Un plus grand nombre de professions devront prouver leurs aptitudes professionnelles
A partir du 1er septembre différentes professions qui n’étaient pas réglementées auparavant le seront. C’est le cas pour les activités d’entreprise générale, les installateurs de panneaux solaires, les installateurs de cuisines équipées de placards et de salles de bains, la pose de plaque de plaques de plâtres, la pose de chape, la pose de parquets ou les pédicures et les masseurs.
Des facilités afin d’étendre ses activités
Les indépendants qui à partir du 1er septembre s’inscrivent pour une activité déterminée pourront automatiquement exercer l’activité apparentée. Le SNI se félicite de la chose car ainsi l’indépendant ne devra pas s’inscrire une seconde fois au guichet d’entreprise. Pour les indépendants déjà établis ce n’est pas le cas si l’activité apparentée n’est pas reprise textuellement sur leur formulaire d’inscription. Ils devront alors prouver leurs aptitudes professionnelles sur base de leur expérience professionnelle ou de leur diplôme. S’ils ne savent pas le faire ils ne pourront pas étendre leurs activités.
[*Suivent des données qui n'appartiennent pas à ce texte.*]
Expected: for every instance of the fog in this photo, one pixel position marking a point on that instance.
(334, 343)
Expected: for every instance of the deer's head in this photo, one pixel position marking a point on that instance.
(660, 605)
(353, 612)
Pour éviter que l’entrepreunariat ne soit freiné, le SNI a demandé à la Ministre des Classes moyennes que les entrepreneurs déjà établis puissent ajouter plus facilement à leur inscription à la Banque carrefour des entreprises des activités apparentées (par exemple quelqu’un qui réalisait du gros œuvre doit pouvoir ajouter plus facilement les travaux de démolition). Et c’est possible juridiquement via une circulaire.